Lleno
de la reciente conversación, me adormecía en visiones interiores
mientras volvía a casa por camino conocido a mis piernas.
Casas
nuevas y chatas, calle de empedrado, veredas angostas plagadas de
traspiés, nada me distraía, cuando el rumor de una voz quejumbrosa
llegó a mí, al través de la noche.
Eso
me insinuó que el camino era peligroso.
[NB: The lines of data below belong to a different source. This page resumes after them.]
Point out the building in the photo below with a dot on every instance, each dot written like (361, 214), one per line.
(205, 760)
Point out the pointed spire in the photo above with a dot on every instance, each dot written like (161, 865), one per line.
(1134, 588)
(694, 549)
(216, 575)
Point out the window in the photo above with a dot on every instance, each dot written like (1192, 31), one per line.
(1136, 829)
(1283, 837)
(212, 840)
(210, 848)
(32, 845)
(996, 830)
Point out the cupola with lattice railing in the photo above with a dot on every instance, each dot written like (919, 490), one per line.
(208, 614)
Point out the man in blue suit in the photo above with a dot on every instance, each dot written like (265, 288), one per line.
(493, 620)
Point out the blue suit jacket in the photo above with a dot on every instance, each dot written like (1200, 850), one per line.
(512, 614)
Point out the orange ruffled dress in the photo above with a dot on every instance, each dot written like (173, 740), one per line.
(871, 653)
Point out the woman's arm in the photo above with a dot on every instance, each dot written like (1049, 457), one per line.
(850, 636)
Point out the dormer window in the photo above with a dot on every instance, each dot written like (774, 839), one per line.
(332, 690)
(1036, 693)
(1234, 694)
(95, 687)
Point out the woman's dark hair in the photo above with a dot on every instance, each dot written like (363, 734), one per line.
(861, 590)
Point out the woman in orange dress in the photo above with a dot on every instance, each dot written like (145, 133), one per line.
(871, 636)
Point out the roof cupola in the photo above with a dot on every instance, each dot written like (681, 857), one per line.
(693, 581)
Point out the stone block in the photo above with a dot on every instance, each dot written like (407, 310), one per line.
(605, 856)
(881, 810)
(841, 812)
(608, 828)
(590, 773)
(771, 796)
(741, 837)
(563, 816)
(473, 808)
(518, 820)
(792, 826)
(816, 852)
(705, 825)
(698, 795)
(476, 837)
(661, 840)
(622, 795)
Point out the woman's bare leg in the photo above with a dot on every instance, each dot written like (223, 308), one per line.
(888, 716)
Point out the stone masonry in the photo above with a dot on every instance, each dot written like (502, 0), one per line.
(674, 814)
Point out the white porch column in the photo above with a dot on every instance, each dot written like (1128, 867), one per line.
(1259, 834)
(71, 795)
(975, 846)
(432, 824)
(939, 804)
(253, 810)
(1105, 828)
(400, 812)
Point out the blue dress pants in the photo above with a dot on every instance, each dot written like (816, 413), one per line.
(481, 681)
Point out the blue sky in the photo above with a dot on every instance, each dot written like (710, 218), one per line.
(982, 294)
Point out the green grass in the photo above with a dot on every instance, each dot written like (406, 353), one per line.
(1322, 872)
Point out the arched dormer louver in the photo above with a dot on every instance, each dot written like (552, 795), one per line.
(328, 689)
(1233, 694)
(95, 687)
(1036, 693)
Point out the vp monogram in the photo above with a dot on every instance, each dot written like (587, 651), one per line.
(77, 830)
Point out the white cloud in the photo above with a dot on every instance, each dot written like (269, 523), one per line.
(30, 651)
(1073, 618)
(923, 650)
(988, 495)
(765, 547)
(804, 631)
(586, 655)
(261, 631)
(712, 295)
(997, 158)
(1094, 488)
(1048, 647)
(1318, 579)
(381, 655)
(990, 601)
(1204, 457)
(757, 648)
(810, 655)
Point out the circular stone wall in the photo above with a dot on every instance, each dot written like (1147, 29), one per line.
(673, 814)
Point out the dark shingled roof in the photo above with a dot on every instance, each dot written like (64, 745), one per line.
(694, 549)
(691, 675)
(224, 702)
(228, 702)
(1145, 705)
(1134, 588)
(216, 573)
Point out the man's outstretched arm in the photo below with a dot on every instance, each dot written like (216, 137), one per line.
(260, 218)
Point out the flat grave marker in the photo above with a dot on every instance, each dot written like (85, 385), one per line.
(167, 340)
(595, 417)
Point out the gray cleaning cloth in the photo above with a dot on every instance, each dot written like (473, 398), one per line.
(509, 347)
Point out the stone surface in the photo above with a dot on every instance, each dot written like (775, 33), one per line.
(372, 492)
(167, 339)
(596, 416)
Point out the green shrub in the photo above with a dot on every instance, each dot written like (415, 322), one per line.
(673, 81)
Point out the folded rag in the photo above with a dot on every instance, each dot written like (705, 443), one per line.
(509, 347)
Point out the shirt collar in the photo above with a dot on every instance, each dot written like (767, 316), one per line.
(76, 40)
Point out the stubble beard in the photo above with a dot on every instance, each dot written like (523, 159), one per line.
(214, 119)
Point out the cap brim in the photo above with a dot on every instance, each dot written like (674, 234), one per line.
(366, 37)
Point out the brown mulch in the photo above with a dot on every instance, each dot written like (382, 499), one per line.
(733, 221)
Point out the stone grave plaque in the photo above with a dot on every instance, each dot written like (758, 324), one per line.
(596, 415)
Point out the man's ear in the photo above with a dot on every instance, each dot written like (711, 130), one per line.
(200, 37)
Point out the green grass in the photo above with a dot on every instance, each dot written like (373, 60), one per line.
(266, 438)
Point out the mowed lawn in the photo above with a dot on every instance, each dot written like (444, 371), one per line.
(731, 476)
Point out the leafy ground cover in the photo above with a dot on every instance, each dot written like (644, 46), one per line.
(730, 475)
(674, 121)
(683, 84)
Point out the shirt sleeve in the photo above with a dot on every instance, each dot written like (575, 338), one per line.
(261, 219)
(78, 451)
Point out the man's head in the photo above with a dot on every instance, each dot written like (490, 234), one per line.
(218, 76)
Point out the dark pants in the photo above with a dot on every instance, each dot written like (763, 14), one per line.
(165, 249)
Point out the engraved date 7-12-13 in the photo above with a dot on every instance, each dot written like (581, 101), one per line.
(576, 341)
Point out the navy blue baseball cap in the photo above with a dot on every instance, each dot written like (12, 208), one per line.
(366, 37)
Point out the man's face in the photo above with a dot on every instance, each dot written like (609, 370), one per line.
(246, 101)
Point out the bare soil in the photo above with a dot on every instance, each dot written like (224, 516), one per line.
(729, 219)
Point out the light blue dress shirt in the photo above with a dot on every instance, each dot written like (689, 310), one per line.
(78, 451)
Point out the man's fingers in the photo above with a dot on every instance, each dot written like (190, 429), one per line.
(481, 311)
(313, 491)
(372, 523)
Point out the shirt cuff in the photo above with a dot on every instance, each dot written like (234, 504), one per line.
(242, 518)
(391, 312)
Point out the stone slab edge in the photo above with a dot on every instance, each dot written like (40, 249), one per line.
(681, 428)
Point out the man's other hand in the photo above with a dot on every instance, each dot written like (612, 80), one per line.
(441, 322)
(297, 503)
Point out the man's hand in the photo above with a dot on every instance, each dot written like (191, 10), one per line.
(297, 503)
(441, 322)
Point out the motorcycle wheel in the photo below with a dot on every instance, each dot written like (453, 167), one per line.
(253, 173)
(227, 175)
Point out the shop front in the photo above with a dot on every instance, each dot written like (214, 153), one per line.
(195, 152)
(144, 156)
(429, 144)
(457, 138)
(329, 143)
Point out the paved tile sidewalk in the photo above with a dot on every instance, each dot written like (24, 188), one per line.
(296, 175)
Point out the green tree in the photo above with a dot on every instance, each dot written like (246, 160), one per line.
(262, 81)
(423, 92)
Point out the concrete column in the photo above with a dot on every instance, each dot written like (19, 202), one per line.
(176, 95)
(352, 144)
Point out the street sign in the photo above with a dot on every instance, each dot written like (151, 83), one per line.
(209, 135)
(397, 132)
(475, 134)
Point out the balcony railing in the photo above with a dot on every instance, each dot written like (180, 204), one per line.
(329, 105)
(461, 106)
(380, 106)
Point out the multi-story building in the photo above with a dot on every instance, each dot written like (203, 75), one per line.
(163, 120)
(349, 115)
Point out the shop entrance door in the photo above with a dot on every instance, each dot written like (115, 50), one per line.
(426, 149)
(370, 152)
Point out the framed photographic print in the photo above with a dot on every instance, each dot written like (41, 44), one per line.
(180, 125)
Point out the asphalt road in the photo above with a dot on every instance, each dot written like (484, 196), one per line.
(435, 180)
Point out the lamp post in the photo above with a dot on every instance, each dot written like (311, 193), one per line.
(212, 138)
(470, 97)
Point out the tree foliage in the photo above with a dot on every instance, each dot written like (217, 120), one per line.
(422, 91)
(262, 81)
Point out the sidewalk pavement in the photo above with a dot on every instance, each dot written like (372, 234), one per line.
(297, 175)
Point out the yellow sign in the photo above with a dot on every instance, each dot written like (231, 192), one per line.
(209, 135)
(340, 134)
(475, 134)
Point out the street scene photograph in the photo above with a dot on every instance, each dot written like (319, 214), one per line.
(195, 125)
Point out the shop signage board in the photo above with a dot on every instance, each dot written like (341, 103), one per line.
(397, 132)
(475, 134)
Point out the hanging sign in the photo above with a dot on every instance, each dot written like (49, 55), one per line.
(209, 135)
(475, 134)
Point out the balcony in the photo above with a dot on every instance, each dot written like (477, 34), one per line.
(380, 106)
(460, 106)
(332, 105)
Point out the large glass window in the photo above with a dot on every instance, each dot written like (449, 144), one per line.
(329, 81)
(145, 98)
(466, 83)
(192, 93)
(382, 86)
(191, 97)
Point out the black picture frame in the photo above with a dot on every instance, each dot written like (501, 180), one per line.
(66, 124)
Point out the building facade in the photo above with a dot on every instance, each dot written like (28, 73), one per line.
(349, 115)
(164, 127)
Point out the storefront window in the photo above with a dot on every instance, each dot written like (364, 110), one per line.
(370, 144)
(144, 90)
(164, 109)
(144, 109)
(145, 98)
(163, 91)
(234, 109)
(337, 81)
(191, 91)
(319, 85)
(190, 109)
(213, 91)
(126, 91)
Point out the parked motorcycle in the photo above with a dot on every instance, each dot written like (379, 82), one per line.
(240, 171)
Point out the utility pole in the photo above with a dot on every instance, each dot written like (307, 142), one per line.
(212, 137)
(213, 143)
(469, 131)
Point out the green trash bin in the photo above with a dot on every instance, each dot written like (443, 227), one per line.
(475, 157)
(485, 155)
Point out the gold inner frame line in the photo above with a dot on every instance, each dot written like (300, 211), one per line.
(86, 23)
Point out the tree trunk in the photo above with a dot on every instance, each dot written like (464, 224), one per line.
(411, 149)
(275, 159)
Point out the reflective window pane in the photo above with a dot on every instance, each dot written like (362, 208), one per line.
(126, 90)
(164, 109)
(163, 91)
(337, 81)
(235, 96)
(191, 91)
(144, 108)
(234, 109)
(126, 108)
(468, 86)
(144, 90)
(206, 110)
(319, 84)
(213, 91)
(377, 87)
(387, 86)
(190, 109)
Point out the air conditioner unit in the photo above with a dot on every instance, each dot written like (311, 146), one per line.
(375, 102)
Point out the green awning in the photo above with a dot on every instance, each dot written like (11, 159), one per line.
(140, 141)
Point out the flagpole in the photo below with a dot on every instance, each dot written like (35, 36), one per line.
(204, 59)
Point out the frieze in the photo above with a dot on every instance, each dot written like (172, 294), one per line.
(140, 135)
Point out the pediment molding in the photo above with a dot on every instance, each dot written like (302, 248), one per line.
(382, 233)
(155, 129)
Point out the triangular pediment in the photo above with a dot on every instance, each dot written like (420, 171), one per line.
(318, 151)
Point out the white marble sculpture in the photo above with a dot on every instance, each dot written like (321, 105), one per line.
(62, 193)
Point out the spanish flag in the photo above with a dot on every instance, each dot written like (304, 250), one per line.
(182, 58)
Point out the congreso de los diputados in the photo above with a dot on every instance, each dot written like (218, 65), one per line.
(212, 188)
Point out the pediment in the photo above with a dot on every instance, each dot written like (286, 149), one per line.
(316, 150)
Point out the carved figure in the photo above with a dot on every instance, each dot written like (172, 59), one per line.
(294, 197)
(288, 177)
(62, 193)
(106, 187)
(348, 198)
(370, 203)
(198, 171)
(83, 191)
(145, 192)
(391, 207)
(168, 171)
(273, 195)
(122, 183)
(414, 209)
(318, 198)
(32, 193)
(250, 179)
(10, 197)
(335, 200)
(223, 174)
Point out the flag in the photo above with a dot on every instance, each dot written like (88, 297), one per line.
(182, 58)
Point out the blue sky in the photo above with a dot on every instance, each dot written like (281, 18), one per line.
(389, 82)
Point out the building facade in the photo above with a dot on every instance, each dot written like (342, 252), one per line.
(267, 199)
En la esquina, aquel
almacén, equívocamente iluminado por la luz rojiza de varios picos
de gas silbones, era conocido como un punto de reunión de borrachos
y truqueros tramposos.
Algún
fin de partida debía ser lo que me llegaba en forma de discusión.
Saqué del cinto el revólver, que escondí, en el vasto bolsillo de
mi sobretodo y crucé a enterarme del origen,de aquella pelea.
Cautelosamente
me aproximé. La disputa había ya pasado "a vías de hecho",
pues el más grande de los dos asestaba sin miramientos fuertes
golpes sobre el contrincante, que me pareció ser jorobado.
Toda
mi sangre de Quijote hirvió en un solo impulso, y, los dedos
incrustados en el cabo de mi arma, juré intervenir con rigor.
El
bruto era de enorme talla. Cuando se sintió asido del brazo
suspendió el balanceo de su pierna, que, con indiferencia de
péndulo, viajaba entre el punto de partida y el posterior de su
víctima.
Me
miró con ira, pero su expresión cambió instantáneamente hacia el
respeto. También yo le había reconocido, lo cual no amenguó mi
justo enojo.
-¿No
tiene vergüenza de estropear así a un infeliz que no puede
defenderse?
-¡Si
usted supiera, niño, qué bicho es ése! -y le miraba con un
renuevo de rencor.
-A
un hombre así no se le pega.
Dócilmente,
se dejó llevar del brazo hasta el almacén.
Yo
seguí hacia casa. Crucé la gran avenida y volví a sumirme en un
zig zag de calles oscuras.
Guardé
mi arma, inútil ya, y mientras mis nervios reentraban en calma pensé
en el dador de la paliza. Cañita, un muchacho bebedor e impetuoso
que mi padre utilizaba en los momentos peliagudos de una elección.
Valeroso hasta la inconsciencia; bruto, obediente a nuestras órdenes
y que nosotros podíamos tratar a antojo sin protestas de su parte.
Rememoraba
un hecho no lejano. En unas elecciones de pueblo suburbano nos servía
para secuestrar un presidente de mesa que estorbaba. Recordé el día
de agitación política. Los detalles se precisaban en mi memoria e
iba saboreando la audacia maliciosa de nuestro Cañita, cuando un
palo asestado de atrás sobre mi cabeza hizo caer a pique en el
aturdimiento mis remembranzas.
-Yo
te voy a dar infeliz... -y los palos llovieron, y la voz seguía: Vas
a ver si no sé defenderme, y después te vas a meter a proteger
gente que no te pide ayuda y hacerte el valiente diciendo que a los
desgraciados no se les pega...
Los
palos aumentaban, y también los insultos...
Y
de cuánto duró aquello y cómo concluyó conservo memoria muy vaga.